Deontologie-advies Advies 54

Gelijktijdige uitoefening van het beroep van belastingconsulent en het beroep van advocaat onmogelijk - advocaat kan geen lid zijn van het Instituut van accountants en belastingconsulenten.



Dominique Dombret

Jurist deontologie
Dominique Dombret

Merve Köse

Jurist deontologie
Merve Köse

Deel dit artikel

De vraag die wordt gesteld is of advocaten kunnen toetreden tot het Instituut van Belastingconsulenten en dienvolgens de titel “advocaat-belastingconsulent” kunnen voeren.

Er wordt verwezen naar de Wet van 22/4/1999 betreffende boekhoudkundige en fiscale beroepen die het wettelijk statuut van de belastingconsulent regelt.

Ook wordt verwezen naar de Nederlandse toestanden waar op briefwisseling de vermelding “advocaat-belastingconsulent” opgemerkt wordt onder de namen van Nederlandse confraters.

1. De Wet van 22/4/1999 is getiteld “Wet betreffende de boekhoudkundige en fiscale beroepen” en het betreft dus een wet die het beroep van accountant en van boekhouder regelt en voor diegenen in deze beroepen die zich gespecialiseerd hebben als tot op heden onbeschermde “belastingconsulent” of “fiscalist” worden de beroepen erkend van accountant-belastingconsulent en boekhouder-fiscalist.

De titel wordt verleend door het Instituut van Accountants en Belastingconsulenten (artikel 16) en een persoon of vennootschap mag de titel van accountant en/of belastingconsulent enkel voeren wanneer door het Instituut de hoedanigheid is verleend van accountant en/of belastingconsulent (artikel 16).

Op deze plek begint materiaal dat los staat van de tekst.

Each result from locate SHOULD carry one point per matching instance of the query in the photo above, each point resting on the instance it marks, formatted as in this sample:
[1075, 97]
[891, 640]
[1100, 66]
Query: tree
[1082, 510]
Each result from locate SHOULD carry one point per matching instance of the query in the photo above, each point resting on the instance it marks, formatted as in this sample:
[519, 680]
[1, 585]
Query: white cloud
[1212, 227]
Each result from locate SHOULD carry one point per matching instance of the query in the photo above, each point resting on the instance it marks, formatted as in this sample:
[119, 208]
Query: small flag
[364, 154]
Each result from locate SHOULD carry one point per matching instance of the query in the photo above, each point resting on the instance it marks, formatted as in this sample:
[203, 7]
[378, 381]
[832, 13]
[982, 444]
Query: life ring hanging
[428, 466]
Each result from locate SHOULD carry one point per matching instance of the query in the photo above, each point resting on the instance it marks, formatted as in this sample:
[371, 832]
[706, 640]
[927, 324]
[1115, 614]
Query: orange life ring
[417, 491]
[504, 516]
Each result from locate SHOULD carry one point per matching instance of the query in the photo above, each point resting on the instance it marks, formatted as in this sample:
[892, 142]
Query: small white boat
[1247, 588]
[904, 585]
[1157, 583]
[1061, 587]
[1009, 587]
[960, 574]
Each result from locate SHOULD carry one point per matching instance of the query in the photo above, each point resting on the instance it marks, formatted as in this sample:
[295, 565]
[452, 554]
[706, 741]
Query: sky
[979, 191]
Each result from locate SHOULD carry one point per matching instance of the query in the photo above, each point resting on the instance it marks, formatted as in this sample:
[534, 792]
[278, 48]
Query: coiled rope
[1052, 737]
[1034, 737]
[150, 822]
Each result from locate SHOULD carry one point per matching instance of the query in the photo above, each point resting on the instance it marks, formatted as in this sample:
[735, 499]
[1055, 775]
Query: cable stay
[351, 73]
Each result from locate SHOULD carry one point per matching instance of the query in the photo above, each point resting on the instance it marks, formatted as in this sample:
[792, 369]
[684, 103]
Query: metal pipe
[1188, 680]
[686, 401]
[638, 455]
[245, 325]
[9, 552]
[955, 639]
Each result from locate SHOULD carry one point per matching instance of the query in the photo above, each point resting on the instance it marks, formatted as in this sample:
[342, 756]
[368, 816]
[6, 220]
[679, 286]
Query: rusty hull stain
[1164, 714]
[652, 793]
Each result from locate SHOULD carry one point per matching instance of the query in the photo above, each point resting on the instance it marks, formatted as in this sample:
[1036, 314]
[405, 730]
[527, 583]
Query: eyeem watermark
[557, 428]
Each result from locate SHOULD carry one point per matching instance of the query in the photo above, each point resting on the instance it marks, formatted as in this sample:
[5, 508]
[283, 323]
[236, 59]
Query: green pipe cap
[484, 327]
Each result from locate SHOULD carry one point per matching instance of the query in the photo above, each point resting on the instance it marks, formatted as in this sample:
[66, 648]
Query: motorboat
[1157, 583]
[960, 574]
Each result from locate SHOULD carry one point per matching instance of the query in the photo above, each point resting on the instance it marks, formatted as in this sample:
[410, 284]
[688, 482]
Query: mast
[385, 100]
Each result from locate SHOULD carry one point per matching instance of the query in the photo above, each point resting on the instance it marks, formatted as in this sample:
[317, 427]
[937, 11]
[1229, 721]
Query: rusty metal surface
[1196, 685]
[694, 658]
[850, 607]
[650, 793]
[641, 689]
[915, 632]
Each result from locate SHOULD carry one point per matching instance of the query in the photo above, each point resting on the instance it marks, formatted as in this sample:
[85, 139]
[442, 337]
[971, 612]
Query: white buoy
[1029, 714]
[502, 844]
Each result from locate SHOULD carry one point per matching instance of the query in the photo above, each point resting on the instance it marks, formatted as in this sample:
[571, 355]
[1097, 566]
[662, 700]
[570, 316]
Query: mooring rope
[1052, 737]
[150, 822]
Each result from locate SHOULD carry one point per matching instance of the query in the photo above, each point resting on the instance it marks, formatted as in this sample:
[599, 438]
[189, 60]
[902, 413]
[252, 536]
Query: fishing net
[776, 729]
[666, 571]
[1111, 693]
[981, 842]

Buiten de personen met de hoedanigheid van accountant en/of belastingconsulent mag niemand een term gebruiken die verwarring kan scheppen met de titel van accountant of belastingconsulent.

Hier wordt dan geenszins voorgehouden dat op zichzelf de titel advocaat-belastingconsulent verwarringscheppend is, enkel dat belastingconsulent een wettelijk beschermde titel is.

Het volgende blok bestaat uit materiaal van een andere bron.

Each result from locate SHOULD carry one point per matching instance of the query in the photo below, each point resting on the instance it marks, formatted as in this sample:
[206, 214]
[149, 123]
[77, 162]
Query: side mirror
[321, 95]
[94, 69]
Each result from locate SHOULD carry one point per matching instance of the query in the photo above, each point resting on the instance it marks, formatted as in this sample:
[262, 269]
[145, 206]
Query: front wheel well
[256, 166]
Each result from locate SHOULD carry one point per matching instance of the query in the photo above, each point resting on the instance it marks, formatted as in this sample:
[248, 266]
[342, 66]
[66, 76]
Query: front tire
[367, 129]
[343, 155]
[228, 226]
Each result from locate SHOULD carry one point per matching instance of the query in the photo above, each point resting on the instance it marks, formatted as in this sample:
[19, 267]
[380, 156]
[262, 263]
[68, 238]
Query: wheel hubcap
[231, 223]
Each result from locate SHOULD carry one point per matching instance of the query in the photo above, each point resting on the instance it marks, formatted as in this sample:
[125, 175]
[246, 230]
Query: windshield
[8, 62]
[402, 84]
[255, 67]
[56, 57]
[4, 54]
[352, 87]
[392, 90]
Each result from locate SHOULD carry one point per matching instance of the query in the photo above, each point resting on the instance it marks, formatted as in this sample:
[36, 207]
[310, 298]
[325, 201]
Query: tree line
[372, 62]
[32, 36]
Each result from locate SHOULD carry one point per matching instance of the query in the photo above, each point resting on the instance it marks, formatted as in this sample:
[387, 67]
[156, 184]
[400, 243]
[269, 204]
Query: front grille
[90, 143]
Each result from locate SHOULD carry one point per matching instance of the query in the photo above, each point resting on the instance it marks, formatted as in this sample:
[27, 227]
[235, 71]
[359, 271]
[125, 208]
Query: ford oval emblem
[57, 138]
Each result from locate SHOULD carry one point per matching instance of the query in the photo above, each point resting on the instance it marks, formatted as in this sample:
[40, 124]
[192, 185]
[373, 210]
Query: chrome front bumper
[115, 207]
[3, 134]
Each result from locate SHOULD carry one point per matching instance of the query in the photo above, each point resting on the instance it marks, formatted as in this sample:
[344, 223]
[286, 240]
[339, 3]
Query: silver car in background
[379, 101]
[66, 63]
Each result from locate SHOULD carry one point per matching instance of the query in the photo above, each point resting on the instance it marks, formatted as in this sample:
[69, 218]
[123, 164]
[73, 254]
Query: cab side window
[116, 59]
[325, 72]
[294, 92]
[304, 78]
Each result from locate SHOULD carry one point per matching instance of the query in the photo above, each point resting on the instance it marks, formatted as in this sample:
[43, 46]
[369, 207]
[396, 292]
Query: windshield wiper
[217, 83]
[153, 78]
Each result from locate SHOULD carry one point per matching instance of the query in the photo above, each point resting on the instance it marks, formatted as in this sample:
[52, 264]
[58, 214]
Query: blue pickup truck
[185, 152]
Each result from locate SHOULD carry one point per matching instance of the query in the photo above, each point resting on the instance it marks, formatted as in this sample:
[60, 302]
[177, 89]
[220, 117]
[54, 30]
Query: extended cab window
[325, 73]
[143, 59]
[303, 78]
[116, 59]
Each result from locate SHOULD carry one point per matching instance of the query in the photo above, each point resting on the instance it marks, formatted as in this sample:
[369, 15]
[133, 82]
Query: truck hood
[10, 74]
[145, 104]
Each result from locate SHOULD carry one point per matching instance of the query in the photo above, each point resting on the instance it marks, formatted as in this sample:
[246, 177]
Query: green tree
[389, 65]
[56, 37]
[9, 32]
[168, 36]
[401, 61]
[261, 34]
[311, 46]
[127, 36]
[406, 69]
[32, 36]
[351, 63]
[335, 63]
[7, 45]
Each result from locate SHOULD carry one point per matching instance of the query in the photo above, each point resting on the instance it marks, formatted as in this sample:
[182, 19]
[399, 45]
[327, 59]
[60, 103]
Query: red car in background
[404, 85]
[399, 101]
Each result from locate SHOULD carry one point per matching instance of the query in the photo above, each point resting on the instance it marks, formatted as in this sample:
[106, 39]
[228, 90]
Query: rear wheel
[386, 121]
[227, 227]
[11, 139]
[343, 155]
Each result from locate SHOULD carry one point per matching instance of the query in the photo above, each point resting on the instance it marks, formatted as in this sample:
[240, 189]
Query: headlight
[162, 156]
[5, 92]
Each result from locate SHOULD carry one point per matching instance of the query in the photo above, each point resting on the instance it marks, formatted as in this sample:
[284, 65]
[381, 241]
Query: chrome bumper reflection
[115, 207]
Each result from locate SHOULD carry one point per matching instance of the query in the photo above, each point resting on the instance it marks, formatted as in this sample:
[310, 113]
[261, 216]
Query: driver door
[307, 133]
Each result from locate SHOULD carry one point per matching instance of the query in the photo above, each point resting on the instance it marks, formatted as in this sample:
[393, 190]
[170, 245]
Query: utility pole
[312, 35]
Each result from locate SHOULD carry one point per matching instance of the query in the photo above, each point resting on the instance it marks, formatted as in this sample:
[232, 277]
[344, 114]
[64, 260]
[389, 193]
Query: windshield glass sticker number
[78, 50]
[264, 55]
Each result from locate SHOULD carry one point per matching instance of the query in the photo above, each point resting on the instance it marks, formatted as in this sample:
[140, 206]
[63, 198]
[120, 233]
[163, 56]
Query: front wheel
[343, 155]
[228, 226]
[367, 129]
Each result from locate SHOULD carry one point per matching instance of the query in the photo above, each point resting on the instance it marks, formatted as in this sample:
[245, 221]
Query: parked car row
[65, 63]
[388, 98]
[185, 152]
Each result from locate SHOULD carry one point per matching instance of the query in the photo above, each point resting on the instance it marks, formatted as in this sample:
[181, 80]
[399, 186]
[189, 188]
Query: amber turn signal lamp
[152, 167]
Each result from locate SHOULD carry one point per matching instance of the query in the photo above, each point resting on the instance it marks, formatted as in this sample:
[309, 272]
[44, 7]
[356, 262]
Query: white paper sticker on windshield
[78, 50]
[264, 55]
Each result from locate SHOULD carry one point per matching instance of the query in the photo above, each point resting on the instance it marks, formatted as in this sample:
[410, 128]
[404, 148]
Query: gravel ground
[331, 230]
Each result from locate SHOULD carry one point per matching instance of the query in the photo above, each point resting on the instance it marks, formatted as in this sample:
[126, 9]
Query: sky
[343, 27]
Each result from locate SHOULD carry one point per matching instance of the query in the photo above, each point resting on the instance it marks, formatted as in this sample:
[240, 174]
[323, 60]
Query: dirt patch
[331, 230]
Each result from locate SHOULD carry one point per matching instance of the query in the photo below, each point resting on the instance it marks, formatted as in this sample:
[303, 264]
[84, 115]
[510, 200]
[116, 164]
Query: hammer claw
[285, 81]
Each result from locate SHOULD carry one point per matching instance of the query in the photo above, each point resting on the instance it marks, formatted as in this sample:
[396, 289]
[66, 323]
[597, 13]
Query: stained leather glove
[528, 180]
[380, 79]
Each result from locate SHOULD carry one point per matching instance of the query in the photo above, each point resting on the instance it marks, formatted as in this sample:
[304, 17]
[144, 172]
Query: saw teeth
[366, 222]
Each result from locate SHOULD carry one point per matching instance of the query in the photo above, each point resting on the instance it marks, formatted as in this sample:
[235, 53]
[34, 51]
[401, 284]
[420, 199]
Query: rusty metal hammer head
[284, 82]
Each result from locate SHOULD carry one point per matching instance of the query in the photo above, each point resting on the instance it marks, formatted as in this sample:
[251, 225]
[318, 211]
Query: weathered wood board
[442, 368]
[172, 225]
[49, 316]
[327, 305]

Er bestaat ook een strafrechtelijke sanctie wanneer men de hoedanigheid van accountant en/of belastingconsulent zou aannemen en zich de titel zou toe-eigenen (artikel 58).

Er worden een aantal voorwaarden gesteld van diploma, bekwaamheidsexamen, eed en stage (artikel 19) en het Instituut heeft een raad welke technische en deontologische normen moet vaststellen (artikel 27).

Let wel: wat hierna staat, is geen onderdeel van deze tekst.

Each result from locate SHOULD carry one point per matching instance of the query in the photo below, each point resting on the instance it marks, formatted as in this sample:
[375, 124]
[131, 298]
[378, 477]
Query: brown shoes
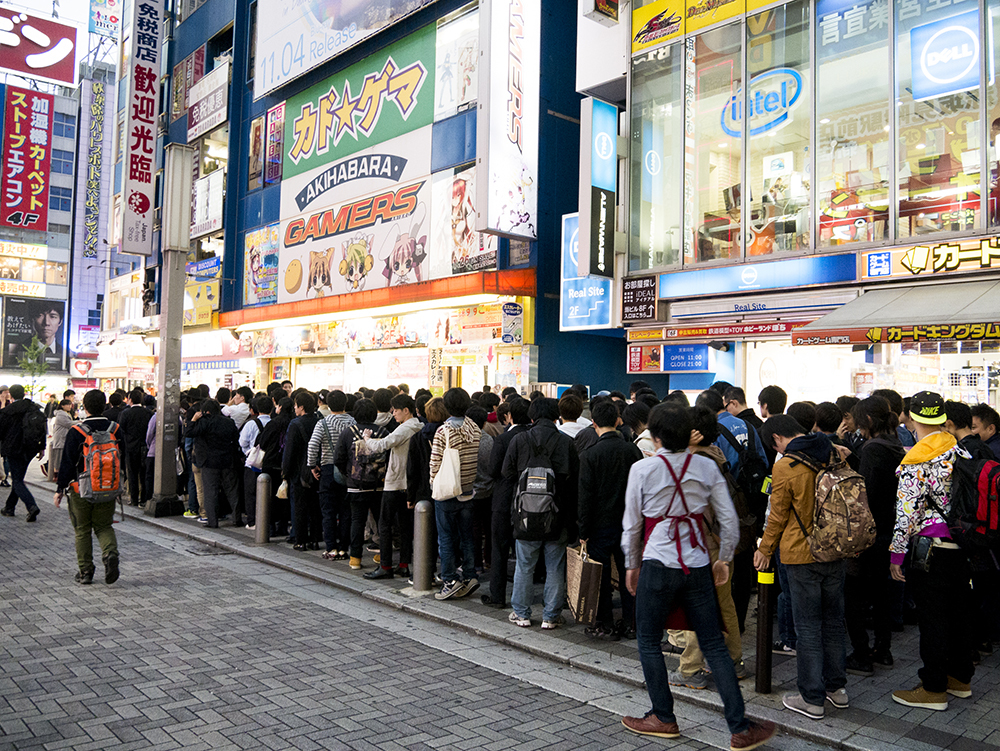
[652, 725]
[757, 734]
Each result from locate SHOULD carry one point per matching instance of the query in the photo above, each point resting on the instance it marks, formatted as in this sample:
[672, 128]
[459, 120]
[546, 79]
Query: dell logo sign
[773, 95]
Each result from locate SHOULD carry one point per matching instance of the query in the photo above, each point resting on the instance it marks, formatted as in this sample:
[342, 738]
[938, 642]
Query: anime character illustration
[319, 272]
[357, 261]
[408, 251]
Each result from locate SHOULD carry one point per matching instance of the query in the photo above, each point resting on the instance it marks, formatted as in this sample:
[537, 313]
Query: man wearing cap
[938, 574]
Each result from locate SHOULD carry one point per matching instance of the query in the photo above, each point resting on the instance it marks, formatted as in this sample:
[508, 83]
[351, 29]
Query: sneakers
[922, 698]
[756, 735]
[449, 590]
[651, 725]
[697, 681]
[518, 620]
[796, 703]
[858, 666]
[111, 569]
[838, 698]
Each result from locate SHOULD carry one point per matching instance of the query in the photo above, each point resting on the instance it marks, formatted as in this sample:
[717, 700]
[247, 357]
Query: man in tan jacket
[817, 589]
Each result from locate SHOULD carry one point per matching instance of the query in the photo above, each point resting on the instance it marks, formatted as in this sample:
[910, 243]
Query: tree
[33, 366]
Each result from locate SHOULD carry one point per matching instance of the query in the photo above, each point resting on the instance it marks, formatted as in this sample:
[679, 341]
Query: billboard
[507, 125]
[142, 110]
[24, 318]
[293, 38]
[37, 48]
[24, 188]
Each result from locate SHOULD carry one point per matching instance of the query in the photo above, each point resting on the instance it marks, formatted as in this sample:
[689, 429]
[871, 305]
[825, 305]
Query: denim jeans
[524, 577]
[660, 589]
[817, 591]
[454, 522]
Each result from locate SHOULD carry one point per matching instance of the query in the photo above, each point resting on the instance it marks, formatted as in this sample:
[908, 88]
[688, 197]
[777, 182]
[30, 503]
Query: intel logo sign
[773, 95]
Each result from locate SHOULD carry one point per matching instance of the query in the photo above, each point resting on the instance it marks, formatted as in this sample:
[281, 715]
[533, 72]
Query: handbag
[448, 481]
[583, 584]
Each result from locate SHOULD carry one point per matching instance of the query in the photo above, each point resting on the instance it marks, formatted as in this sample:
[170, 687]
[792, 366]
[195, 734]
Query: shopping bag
[583, 584]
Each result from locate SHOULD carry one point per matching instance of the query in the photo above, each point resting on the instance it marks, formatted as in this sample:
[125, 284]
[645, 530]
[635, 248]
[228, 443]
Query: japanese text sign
[141, 112]
[37, 47]
[24, 190]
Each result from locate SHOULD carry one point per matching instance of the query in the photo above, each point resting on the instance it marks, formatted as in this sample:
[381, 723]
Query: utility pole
[175, 234]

De functie van een belastingconsulent bestaat erin :

  1. advies te verstrekken in alle belastingaangelegenheden
  2. belastingplichtigen bij te staan bij de nakoming van hun fiscale verplichtingen
  3. belastingplichtigen te vertegenwoordigen (artikel 38).

Daarnaast is ook een beroepsinstituut van erkende boekhouders en fiscalisten opgericht met een gelijkaardige zending.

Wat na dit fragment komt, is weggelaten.